If the cryptocurrency industry were dedicated to a single one of their wretched ideologies, they would be fighting against Green. This isn’t just a story about one rich, stupid idiot losing an incredibly expensive link to a picture - it’s a rich guy using his resources to intimidate someone that participated in good faith in the cryptocurrency ecosystem. Green messed up, but the point of cryptocurrency and the blockchain is that it’s (currently) unburdened by the laws of man, and thus any attempt to make it through capitalism is surely antithetical to their entire ideal system. If Green successfully intimidates (legally or otherwise) DarkWing84, he has proven that cryptocurrency is simply another way in which rich people increase their wealth. In a vacuum, why is Green’s claim over this ape any more valid than DarkWing84’s? Because it was sent to someone via a smart contract that Green fully agreed to, even if he didn’t understand the exact things it was doing?

On a legal level (though I am not a lawyer), I imagine that if Green is successful in his case (if such a case manifests), this can set a precedent for NFTs that involves them being seized from the hands of legitimate buyers.
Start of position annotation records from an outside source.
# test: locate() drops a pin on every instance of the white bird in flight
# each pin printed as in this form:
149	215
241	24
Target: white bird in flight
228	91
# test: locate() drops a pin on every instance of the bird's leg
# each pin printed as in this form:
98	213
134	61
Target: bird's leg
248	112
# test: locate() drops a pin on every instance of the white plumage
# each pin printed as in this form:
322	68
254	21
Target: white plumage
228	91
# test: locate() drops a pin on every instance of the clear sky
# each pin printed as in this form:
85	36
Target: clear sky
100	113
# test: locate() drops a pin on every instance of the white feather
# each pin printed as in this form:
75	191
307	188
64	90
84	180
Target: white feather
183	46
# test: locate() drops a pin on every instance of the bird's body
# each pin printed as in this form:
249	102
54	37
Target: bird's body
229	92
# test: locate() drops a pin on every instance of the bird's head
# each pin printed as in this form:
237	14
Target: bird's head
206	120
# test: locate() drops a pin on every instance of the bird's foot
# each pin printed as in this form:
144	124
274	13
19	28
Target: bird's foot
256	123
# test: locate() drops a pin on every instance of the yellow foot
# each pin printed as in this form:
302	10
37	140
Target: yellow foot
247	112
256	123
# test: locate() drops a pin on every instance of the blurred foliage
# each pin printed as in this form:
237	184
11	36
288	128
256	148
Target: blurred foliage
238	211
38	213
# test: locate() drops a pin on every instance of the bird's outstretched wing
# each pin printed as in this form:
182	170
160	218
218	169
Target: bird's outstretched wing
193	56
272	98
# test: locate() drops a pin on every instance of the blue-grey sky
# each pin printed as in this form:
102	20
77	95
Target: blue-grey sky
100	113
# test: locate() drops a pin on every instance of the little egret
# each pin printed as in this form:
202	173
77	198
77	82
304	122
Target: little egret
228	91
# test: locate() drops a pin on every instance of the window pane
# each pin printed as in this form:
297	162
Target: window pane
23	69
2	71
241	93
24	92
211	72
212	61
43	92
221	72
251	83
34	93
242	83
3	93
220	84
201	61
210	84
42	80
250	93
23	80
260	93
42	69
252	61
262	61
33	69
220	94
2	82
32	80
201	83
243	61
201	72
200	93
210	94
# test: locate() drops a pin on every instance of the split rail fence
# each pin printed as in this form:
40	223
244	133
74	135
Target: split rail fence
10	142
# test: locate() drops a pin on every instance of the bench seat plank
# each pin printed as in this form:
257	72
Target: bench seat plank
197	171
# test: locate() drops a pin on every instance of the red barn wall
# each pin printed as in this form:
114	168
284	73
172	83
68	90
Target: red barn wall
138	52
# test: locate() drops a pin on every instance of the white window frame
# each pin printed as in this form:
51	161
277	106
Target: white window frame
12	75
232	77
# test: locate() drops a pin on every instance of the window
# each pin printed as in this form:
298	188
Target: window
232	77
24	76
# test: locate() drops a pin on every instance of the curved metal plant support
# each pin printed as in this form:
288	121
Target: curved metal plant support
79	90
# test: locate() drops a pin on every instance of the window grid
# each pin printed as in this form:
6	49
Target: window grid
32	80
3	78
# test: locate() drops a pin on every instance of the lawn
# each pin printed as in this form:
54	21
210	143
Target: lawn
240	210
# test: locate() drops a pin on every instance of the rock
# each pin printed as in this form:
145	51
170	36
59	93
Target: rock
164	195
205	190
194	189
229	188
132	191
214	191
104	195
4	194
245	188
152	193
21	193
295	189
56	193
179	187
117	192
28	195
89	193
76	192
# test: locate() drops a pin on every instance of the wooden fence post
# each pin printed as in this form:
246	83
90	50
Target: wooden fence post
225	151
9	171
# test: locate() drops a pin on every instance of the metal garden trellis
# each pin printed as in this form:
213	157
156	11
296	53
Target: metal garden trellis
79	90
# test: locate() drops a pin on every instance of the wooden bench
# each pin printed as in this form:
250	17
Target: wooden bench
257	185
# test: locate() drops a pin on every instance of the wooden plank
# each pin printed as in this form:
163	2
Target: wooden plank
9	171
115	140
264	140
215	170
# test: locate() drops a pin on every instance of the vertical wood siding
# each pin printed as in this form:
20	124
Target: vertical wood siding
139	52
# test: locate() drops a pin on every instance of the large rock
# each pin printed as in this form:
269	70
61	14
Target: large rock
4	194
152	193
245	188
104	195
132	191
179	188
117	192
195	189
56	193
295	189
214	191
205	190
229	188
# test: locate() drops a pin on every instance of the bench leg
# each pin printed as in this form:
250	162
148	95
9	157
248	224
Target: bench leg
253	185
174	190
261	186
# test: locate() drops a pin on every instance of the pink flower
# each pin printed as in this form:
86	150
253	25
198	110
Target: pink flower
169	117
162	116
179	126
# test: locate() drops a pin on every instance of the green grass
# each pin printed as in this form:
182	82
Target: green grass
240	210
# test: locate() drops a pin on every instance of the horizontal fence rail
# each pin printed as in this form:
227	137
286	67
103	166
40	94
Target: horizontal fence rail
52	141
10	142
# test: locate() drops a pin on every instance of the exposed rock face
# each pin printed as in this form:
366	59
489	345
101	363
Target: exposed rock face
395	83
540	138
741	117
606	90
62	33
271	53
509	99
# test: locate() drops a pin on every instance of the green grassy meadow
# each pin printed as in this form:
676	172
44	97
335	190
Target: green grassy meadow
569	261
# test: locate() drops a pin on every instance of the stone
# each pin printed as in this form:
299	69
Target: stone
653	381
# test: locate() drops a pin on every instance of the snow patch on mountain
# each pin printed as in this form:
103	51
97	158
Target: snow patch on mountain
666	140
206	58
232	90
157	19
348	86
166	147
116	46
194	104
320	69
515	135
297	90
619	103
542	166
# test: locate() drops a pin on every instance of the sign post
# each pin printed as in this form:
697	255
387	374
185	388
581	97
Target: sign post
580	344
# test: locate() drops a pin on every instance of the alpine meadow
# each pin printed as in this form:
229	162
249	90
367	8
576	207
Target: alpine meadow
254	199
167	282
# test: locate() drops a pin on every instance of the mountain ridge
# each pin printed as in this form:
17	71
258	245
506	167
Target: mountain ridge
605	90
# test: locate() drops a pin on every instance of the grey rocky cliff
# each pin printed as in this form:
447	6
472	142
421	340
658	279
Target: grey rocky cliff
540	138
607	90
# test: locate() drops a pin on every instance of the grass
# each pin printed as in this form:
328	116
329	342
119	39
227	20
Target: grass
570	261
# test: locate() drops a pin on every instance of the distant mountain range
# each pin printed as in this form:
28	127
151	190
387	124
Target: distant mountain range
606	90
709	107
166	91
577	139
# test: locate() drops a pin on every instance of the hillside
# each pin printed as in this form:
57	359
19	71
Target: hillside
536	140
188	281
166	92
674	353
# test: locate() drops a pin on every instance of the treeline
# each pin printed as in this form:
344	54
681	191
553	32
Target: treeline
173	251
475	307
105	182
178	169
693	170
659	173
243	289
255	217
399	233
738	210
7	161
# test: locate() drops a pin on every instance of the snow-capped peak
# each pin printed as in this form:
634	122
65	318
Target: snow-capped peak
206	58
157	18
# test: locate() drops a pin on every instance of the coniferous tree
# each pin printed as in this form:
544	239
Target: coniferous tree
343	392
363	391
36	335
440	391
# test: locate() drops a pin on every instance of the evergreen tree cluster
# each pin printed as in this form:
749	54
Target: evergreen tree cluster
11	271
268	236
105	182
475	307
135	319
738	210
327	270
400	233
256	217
On a very basic level, the cryptocurrency industry should be defending DarkWing84 - they are a victim of circumstance, and they are legitimate in their ownership of a $200,000 JPEG that can now not legally participate in a television program that it’s featured in without their permission.

And they’re not up in arms, because deep down none of these people actually care about “democratization” or “freedom,” just more flexibility to do the stuff they like and, of course, the ability to suppress things they don’t like. If they cared about the soul of their industry, they’d be terrified (aside from any legal situation) that a rich man with a huge following is intimidating a legitimate participant in their economy.

If they’re not alarmed, they should be, because very stupid situation could end up proving how little anything they’re doing matters. If Green is able to intimidate (and by proxy “reverse” the transaction by forcing the return of the NFT), Ethereum and every other cryptocurrency are only immutable and irreversible based on whether or not someone litigates. It’s irrelevant whether Green believes that cryptocurrency should operate in the truly permissionless sense, but even if he successfully intimidates or brokers a deal with the person in question, this is just another sign of how very centralized the blockchain becomes for the rich.

It is also painfully, wonderfully funny. A big stupid idiot with a lot of money bought four stupid JPEGs for tens or hundreds of thousands of dollars, and then went around online playing with smart contracts using the same wallet they were in, despite knowing that one of them was the underlying property of a TV show. It is a story that’s unique to cryptocurrency only because at its core, cryptocurrency is built extremely recklessly, in the sense that you can quite literally sign away everything if you click the wrong “accept” button.

What really makes me crack up is that this is exactly what many cryptocurrency people wanted - portable intellectual property that can be exchanged without expensive lawyers and the court system.

Except the actual result is the ability to lose the rights to air your own TV show because you wanted to buy an ugly picture of an anthropomorphic cat.